Well i bet 50k on Cyborg, if i had seen this earlier i could have went all in 

Hope the japanese girl doesnt get killed by her.


----------



## kantowrestler (Jun 6, 2009)

Well think of all the other women who got brutalized by her. They are lucky they came back out not looking more ugly or worse then hot. This girl will probably end up the same.


----------



## jonnyg4508 (Jan 30, 2010)

I hope when a guy like OSP beats Mousasi that people will stop thinking Mousasi is a top fighter.


----------



## box (Oct 15, 2006)

Main card at 7:30 pacific?


----------



## dudeabides (Sep 30, 2008)

Yes 7:30 pacific/10:30 eastern, the prelims are already on the 2nd fight and bummer not on HDnet even with well known guys in a couple of the fights.

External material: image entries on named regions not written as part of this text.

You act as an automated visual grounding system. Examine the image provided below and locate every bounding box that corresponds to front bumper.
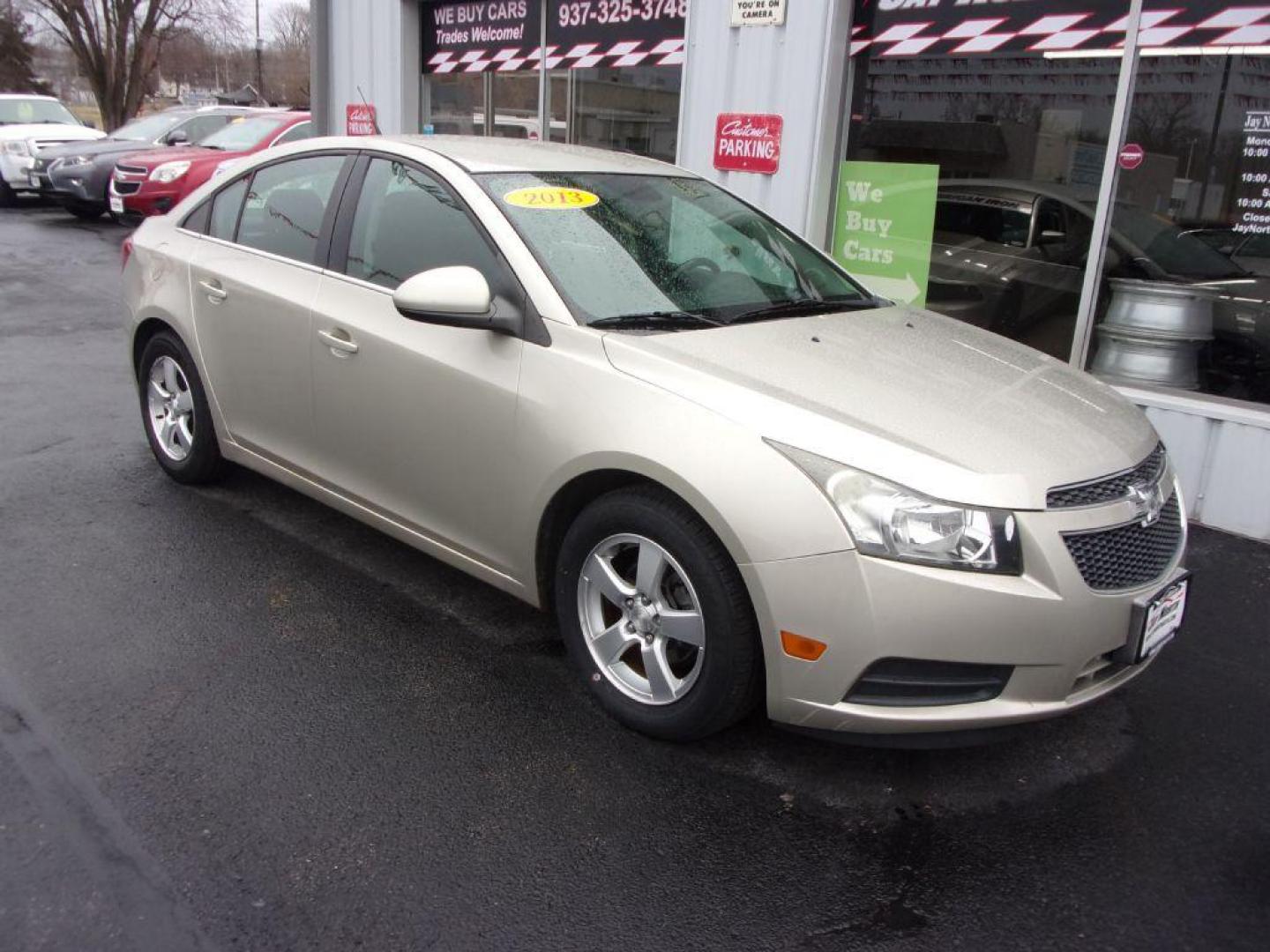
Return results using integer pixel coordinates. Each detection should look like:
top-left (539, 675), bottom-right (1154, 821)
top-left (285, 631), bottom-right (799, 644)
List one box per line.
top-left (0, 151), bottom-right (35, 191)
top-left (741, 476), bottom-right (1185, 735)
top-left (109, 173), bottom-right (184, 217)
top-left (47, 165), bottom-right (106, 205)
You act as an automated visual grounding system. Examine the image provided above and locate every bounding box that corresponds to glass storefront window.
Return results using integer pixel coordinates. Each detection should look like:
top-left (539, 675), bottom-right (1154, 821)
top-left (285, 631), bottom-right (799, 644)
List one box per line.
top-left (551, 66), bottom-right (679, 162)
top-left (419, 0), bottom-right (687, 161)
top-left (833, 0), bottom-right (1270, 404)
top-left (1087, 49), bottom-right (1270, 404)
top-left (833, 0), bottom-right (1119, 361)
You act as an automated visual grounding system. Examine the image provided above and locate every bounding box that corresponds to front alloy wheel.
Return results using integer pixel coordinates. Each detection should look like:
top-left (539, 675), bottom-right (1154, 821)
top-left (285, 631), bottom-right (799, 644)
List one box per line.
top-left (578, 534), bottom-right (706, 704)
top-left (138, 330), bottom-right (222, 482)
top-left (555, 485), bottom-right (763, 740)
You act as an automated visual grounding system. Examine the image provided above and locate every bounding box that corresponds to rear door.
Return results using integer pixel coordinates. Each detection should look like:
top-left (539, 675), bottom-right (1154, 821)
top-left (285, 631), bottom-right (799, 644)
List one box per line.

They say that starting with the prelim fights from the next show (Rockhold vs Jardine) they will air live on Showtime Extreme. But nobody is airing the fights tonight, unless they have a quick one that can be reaired in between fights on the main card or something.


----------



## LL (Mar 12, 2011)

Just saw Lennon Jr. on the Boxing show, whose going to be doing the in-ring introductions for the SF show?


----------



## dudeabides (Sep 30, 2008)

TheLyotoLegion said:


> Just saw Lennon Jr. on the Boxing show, whose going to be doing the in-ring introductions for the SF show?


Joe A Martinez has been doing it at the prelims so far according to this guy on the scene:

https://twitter.com/#!/mmajunkiejohn

and he sent a pic of one of the fight judges that you might recognize:


----------



## Guy Incognito (Apr 3, 2010)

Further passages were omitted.